I've co-authored a book that a lot of the models seem to know about. The models consistently get the names of the authors incorrect and quote the material with errors. If the canonical representation of our work is now embedded within AI models, don't we deserve to have it quoted and represented correctly and fairly? If you asked a human who had read the book, I think there is a fair chance they would likely give you the reference to the source material.

I do concede that the book does contain a distillation of material that is also available from other sources, but it also contained a lot of personal experience. That aspect does seem to be lost in this new representation.
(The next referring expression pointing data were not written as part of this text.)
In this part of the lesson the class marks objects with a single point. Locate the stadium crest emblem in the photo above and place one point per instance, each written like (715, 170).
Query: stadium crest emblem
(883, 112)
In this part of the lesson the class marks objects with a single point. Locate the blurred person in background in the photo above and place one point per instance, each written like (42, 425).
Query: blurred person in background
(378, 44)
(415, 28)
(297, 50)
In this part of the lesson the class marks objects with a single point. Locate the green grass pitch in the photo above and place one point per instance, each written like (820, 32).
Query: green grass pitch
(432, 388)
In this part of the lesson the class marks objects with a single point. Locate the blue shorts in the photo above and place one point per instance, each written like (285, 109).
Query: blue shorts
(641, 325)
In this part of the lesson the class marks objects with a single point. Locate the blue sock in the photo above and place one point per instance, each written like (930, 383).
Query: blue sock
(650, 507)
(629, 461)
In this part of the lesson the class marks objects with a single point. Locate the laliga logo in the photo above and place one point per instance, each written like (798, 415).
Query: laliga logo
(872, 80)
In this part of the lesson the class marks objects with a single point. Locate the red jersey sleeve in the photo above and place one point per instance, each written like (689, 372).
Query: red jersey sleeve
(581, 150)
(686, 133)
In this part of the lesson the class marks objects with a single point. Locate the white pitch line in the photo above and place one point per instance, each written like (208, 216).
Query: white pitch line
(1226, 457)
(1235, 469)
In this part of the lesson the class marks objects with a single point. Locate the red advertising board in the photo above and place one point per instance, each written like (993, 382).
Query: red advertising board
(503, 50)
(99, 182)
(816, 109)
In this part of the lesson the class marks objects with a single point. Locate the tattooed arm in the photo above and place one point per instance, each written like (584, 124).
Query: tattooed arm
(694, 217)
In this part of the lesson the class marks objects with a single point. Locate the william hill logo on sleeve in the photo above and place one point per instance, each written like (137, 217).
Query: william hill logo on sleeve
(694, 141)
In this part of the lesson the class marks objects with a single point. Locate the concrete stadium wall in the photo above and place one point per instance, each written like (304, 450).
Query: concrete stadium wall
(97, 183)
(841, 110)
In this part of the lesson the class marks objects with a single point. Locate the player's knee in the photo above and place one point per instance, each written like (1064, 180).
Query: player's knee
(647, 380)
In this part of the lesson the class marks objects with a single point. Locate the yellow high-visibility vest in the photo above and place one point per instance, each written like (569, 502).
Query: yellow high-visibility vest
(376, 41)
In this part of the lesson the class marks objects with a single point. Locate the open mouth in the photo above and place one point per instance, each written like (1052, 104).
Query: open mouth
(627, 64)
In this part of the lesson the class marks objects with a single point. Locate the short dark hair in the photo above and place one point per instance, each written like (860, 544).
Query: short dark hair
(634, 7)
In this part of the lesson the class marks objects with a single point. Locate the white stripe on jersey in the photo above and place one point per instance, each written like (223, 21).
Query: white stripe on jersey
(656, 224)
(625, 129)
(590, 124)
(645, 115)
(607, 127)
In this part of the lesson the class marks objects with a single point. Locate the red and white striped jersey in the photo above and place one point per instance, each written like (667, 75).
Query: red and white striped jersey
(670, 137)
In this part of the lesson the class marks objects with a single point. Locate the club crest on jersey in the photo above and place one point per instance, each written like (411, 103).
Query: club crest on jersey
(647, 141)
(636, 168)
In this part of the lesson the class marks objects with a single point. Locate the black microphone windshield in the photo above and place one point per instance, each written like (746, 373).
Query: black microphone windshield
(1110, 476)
I am not saying that letting AI models read the material is wrong, but the hubris in the way models answer questions is annoying.

thinkingtoilet
If you charge me to use your program and it spits out unedited, copyrighted material then it should be illegal. I don't know the details of this case, but that's what's going on in the New York Times case. It's not always so cut and dry.
dmix
Which is amusing because NYTimes has fought in court a few times in favour of technology progress over copyright. Including recently when they got sued over collected a bunch of freelance writing into a database without consent. https://harvardlawreview.org/blog/2024/04/nyt-v-openai-the-t...

I doubt the exact replica stuff will stand, as technically it was only achievable via advanced prompt engineering (hacking), not simply asking for a replica. So their 2 other arguments boils down to scraping a news database = infringement and LLM output = derivative works.